Students Lead Schoolwide Assemblies to Inspire Environmental Action
By Cynthia DeLeon, Program Manager
Why is marine plastic pollution an important issue? KIDS for the BAY Instructor Cynthia DeLeon and third grade students from James Madison Elementary School in San Leandro set out to investigate this pressing question in the Storm Drain Rangers Program. Students learned that birds, fish, turtles, dolphins, sharks and even whales can be seriously harmed by plastic waste. More than 1,200 species of marine animals are impacted by plastic, through ingestion or entanglement—both of which can injure or even kill them. “A little bit of garbage that goes down a storm drain can harm a lot of creatures!” shared a student named Jayden. “We need to teach the rest of our school!” a student named Sunniya exclaimed.
This school year, hundreds of KIDS for the BAY students have made the decision to become activists and environmental campaigners by spreading the knowledge that a little marine plastic pollution can cause a whole lot of harm through powerful, student-led Schoolwide Assemblies. So far this year, thirteen Assemblies have successfully reached entire school communities and educated thousands of additional students!
As KIDS for the BAY students at James Madison Elementary School planned their Schoolwide Assembly, they decided that the injured animals were the most powerful images to share with the audience because they illustrate the direct impact that littering and creating plastic waste has on the environment. “I care about cleaning up pollution because there are animals that think the trash is food! They could die from eating it!” shared Delver.
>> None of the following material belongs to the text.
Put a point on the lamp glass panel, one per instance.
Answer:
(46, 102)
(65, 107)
On the day of the Assembly, parents, teachers, and the entire school came to learn about ways we can all take action for a clean and healthy San Francisco Bay. Backstage, students were taking big breaths in and out to soothe their jitters. This was the first time that any of them had led an assembly! “Our students have been practicing their lines at home with their parents. They are becoming beacons of environmental action,” shared a third grade teacher named Ms. Emerson proudly.
During the Assembly, the audience was shocked and surprised by the posters displaying different areas of our watershed littered with plastic and other types of pollution. Students in the audience gasped when they saw animals in trouble! The Assembly Leaders were excited to also share hope and solutions to pollution. “The thing to remember about the problem of marine plastic pollution is this: We can fix it! We can prevent it! The Five Rs are an empowering way to reduce, reuse, recycle, rot, and refuse trash,” shared the class. The audience was left with a feeling of hope and motivation to take care of our watershed and environment.
As the third graders were packing up, a fifth grade student named Lucy came up to them and said, “Great job! We have to make less trash!” This was a powerful demonstration of the ripple effect that one small group of environmental activists can have throughout a community.